Ismaïl Haniyeh appelle à l’annulation de la conférence de Manama

20-06-2019

Le chef du bureau politique de Hamas, Ismaïl Haniyeh, a appelé ce jeudi 20 juin à l’annulation de la conférence de Manama (Bahrein) « qui s’inscrit dans le cadre des efforts américano-israéliens de détruire le projet national palestinien. »

« La façade de cette conférence est économique, mais sa teneur est politique, et vise à cantonner la cause palestinienne, de la cause d’un peuple qui est en quête de liberté et d’indépendance, à une cause humaine et économique, » a-t-il déclaré lors d’une rencontre avec la presse étrangère, relayée par le site de Hamas. 
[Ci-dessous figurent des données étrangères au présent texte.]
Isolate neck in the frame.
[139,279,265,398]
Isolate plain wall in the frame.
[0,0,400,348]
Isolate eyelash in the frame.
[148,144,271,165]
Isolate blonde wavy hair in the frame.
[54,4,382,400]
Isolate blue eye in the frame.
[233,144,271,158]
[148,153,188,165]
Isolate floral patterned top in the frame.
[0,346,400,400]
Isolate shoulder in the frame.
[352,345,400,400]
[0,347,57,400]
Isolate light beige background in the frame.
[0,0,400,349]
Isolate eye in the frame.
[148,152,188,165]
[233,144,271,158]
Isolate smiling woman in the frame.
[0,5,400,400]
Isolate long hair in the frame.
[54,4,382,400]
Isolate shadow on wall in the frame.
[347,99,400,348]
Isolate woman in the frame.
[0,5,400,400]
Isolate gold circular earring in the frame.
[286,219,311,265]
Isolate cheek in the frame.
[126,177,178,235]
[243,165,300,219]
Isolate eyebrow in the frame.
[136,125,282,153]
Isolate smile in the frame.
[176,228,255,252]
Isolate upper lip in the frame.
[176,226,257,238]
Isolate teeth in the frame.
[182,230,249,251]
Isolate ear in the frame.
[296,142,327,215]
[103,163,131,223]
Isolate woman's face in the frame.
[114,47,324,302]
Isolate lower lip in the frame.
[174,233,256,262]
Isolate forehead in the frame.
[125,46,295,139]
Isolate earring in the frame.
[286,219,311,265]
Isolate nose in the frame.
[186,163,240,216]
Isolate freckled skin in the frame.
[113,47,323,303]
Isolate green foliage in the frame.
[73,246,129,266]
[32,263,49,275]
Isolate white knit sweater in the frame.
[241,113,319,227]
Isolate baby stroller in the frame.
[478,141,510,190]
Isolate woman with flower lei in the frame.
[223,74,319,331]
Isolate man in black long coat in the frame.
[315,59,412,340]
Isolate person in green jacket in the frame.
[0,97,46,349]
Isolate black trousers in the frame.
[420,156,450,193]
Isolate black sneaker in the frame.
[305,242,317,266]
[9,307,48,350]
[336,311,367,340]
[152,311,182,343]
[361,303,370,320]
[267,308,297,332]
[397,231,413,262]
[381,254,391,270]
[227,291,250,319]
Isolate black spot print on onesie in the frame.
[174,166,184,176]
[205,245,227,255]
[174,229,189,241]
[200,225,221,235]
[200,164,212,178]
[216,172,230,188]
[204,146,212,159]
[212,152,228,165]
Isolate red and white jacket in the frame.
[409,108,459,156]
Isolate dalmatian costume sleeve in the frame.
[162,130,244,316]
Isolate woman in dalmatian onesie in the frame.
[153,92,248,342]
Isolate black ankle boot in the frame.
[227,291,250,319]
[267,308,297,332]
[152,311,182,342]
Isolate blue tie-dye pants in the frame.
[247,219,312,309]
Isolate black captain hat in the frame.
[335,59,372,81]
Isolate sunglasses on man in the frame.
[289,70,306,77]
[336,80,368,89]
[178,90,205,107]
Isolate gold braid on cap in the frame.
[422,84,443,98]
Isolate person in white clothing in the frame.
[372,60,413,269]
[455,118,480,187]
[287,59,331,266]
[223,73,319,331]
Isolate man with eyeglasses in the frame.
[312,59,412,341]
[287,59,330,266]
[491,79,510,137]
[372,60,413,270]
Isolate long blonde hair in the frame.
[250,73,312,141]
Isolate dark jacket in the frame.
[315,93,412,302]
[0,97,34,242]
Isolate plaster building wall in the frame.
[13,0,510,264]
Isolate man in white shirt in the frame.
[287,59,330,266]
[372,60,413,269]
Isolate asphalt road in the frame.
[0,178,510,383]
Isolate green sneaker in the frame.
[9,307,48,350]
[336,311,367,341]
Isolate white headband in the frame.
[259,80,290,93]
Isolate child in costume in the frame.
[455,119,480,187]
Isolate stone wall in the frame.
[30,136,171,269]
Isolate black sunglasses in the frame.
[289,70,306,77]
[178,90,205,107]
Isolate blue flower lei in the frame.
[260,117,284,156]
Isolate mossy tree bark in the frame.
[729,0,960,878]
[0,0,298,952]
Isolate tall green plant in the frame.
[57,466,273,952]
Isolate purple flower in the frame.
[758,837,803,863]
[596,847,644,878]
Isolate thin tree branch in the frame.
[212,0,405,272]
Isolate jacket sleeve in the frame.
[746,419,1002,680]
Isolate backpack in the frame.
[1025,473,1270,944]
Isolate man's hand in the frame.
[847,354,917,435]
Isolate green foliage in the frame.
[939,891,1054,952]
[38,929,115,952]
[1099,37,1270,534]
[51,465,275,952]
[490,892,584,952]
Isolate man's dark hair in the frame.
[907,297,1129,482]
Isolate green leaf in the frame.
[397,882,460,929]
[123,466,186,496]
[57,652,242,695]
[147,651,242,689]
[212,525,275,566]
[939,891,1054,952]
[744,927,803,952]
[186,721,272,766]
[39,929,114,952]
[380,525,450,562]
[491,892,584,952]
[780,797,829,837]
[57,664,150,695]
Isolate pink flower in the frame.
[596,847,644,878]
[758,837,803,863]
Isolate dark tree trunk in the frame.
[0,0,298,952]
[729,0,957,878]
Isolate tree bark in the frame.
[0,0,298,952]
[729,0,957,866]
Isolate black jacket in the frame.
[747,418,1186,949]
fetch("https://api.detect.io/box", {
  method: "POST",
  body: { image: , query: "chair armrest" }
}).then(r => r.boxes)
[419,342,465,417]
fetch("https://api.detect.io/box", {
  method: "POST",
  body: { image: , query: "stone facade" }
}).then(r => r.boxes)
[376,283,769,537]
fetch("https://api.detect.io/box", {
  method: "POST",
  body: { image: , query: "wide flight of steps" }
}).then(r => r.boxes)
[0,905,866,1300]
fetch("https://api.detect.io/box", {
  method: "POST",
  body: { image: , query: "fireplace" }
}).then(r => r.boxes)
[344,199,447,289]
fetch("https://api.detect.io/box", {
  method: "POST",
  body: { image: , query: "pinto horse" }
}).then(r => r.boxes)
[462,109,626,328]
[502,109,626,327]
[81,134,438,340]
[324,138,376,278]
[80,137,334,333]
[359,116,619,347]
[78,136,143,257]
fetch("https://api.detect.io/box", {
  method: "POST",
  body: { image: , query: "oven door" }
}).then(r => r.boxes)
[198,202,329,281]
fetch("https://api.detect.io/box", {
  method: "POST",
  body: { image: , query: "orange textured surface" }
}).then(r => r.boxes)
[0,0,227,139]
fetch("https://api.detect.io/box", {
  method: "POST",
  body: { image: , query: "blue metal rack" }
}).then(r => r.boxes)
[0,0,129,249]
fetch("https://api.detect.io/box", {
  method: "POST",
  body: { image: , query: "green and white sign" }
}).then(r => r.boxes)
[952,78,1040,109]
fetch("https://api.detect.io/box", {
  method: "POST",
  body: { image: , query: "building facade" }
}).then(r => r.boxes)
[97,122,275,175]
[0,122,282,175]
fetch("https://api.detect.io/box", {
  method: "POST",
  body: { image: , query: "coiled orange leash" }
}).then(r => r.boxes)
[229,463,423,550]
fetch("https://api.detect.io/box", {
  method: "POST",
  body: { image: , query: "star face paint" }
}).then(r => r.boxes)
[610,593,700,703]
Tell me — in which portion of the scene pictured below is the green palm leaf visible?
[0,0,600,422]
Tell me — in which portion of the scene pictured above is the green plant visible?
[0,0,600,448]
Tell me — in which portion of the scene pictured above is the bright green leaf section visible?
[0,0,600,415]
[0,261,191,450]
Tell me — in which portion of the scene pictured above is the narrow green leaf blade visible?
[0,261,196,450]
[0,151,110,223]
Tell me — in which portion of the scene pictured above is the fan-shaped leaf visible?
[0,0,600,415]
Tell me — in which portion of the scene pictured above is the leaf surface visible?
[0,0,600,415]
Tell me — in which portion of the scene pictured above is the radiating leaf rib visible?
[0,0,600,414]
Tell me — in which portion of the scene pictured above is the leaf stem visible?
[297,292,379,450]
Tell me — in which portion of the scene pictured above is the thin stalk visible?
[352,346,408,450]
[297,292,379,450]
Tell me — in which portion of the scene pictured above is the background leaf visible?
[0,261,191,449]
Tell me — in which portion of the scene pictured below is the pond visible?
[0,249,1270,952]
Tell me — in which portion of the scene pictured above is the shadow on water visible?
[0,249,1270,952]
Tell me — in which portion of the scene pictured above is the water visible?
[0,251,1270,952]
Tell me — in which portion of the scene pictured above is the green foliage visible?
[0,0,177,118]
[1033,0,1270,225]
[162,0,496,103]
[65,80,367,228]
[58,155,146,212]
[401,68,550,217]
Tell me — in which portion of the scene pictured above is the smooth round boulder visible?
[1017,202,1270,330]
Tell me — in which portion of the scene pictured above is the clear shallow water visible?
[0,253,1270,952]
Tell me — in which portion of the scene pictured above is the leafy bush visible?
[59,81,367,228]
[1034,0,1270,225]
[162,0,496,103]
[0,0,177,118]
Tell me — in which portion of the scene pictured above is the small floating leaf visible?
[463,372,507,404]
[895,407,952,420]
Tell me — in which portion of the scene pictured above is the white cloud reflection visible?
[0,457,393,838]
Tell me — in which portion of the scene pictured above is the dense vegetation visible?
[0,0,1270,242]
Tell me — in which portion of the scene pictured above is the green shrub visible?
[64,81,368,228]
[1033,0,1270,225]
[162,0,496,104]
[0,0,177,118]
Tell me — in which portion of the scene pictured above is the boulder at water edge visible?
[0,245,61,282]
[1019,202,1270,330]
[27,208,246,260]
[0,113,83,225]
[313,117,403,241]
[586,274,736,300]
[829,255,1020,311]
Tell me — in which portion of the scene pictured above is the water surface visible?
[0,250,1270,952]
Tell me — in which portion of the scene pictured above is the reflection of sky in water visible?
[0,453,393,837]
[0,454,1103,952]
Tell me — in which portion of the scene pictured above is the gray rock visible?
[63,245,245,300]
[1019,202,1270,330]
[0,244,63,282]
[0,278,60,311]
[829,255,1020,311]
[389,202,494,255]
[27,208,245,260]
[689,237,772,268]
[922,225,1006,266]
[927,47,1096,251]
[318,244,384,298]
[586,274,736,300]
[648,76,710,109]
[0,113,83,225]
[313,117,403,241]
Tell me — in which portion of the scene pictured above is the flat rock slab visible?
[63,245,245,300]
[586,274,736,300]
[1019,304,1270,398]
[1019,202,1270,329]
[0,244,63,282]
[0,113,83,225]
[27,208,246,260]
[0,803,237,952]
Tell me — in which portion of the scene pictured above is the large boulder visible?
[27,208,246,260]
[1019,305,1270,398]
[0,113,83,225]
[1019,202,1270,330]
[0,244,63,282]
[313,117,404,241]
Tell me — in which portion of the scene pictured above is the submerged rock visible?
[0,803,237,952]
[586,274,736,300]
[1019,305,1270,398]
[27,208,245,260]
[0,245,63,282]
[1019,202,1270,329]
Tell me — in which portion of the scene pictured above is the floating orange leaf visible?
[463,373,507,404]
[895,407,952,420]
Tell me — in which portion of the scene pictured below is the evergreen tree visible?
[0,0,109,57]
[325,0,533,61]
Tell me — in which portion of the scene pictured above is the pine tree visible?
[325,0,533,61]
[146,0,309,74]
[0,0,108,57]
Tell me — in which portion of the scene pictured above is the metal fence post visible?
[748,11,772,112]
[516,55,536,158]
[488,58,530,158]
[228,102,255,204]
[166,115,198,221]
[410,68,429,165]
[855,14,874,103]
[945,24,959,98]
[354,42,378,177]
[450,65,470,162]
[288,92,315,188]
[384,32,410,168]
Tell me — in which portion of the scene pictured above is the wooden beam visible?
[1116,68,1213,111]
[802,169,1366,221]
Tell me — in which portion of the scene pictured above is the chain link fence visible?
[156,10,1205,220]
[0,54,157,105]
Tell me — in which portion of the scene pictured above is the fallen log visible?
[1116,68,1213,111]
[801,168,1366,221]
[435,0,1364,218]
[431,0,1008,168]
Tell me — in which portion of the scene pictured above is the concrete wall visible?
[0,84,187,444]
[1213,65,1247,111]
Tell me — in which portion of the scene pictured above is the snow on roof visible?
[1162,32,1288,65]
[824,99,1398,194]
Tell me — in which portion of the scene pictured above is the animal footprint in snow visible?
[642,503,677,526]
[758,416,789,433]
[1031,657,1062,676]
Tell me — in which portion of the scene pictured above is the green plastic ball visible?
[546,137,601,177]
Il a affirmé que son mouvement « n’acceptait pas que n’importe quel pays arabe accueille une conférence de ce type, qui constitue un pont de normalisation avec l’occupation, aux dépens des droits palestiniens ».

L’administration américaine organise les 25 et 26 Juin à la capitale bahreïnie, une conférence pour dévoiler un projet de développement économique pour les territoires palestiniens, en prélude à la présentation de son plan de paix pour mettre fin au conflit palestino-israélien, baptisé Deal du siècle.

Haniyeh a, par ailleurs, souligné que Hamas définit ses priorités, à partir du fait qu’il est « un mouvement de libération nationale qui a accédé au pouvoir d’une manière démocratique, croit en la démocratie, le pluralisme, et l’alternance pacifique au pouvoir ».

La priorité absolue de Hamas est de parvenir à l’unité nationale palestinienne, a-t-il dit, signalant que son mouvement a signé des conventions aux Caire, Doha, Beyrouth et Gaza, « a renoncé à son droit constitutionnel à former un gouvernement en faveur de la formation d’un gouvernement d’union nationale ».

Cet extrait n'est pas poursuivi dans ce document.